To further identify the antigen specificity of clonotypes in memory subsets, we used GLIPH2 to cluster clonotypes potentially targeting same antigens. A stringent cutoff was used to avoid potential mistakes when performed GLIPH2. In GLIPH2, a clonotype can be grouped in over one cluster. For top1000 abundant clonotypes, 1095 clusters were exhibited in Tn, 176 exhibited in Tscm, and 71 exhibited in Tm. For public clonotypes within top1000 clonotypes, we defined 541 clusters in Tn, 117 in Tscm, 67 in Tm (Tables S2 and S3).

Self-reactivated clonotypes expanded in Tscm rather than Tm in T1D patients

Since Tscm potentially play roles in infections and autoimmune diseases, we evaluated the pathogen and autoreactive clonotypes in Tscm and Tm, respectively.

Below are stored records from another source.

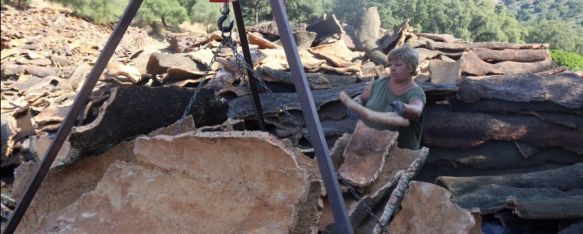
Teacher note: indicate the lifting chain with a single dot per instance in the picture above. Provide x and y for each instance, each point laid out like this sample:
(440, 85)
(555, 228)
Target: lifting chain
(242, 65)
(226, 40)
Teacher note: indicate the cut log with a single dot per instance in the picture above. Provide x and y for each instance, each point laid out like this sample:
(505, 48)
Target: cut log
(564, 89)
(502, 155)
(395, 39)
(326, 28)
(471, 64)
(139, 110)
(571, 121)
(565, 178)
(40, 71)
(473, 129)
(365, 155)
(9, 131)
(257, 39)
(442, 89)
(488, 45)
(399, 191)
(315, 80)
(573, 228)
(438, 37)
(178, 66)
(336, 53)
(370, 26)
(242, 107)
(501, 106)
(524, 55)
(444, 72)
(269, 28)
(427, 208)
(382, 118)
(559, 208)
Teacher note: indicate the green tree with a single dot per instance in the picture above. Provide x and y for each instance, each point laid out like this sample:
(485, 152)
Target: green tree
(170, 12)
(559, 34)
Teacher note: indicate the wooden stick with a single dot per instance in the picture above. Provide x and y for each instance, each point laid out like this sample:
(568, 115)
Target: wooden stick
(399, 192)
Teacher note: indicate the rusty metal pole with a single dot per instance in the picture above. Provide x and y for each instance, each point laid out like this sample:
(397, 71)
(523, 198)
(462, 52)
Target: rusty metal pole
(327, 170)
(71, 117)
(247, 55)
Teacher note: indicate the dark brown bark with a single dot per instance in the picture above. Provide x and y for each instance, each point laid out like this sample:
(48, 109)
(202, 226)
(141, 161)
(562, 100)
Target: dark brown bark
(131, 111)
(466, 130)
(564, 89)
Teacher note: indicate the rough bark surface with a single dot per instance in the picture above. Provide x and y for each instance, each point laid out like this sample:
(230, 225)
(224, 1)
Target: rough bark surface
(131, 111)
(365, 155)
(427, 208)
(272, 103)
(182, 183)
(524, 55)
(473, 129)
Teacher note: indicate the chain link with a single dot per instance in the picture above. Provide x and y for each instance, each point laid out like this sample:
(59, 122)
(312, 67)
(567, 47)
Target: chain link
(298, 126)
(200, 85)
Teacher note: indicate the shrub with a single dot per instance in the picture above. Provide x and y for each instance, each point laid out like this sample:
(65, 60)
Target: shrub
(568, 59)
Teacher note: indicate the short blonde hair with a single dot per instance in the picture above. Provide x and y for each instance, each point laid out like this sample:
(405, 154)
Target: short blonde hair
(408, 55)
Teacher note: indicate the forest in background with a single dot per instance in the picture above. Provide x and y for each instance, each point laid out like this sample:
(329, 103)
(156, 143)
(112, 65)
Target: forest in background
(557, 22)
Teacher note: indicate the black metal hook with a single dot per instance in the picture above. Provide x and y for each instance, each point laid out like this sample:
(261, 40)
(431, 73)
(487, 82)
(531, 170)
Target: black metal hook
(221, 21)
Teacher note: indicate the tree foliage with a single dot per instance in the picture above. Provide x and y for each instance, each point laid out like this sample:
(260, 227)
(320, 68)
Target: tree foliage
(571, 60)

The clonotypes were annotated by a database including 1,885 pathogen-related clonotypes from VDJdb (Bagaev et al., 2020), 1,409 autoreactive clonotypes (Gomez-Tourino et al., 2017). Our results showed that autoreactive, private clonotypes could be found in Tscm of 11 subjects, and in Tm of 3 subjects; autoreactive, public clonotypes were shown in Tscm of 16 subjects, and in Tm of 16 subjects. The number of autoreactive clonotypes were similar in Tscm and Tm, however, there were more autoreactive public clonotypes than autoreactive private clonotypes in each sample (Fig. 6A). Considering clonotypes’ frequency in each subject, we showed that GAD-related clonotypes within Tscm became more frequent in T1D than in HD. In contrast, the frequency of GAD-related clonotypes in Tm was similar in T1D and HD (Fig. 6B). Meanwhile, we showed more pathogen-related public clonotypes than pathogen-related private clonotypes for Tscm and Tm (Fig. 6C). However, we did not find that pathogen-related clonotypes of either Tscm or Tm were more frequent in T1D (Fig. 6D). In conclusion, self-reactivated clonotypes expanded in Tscm of T1D patients.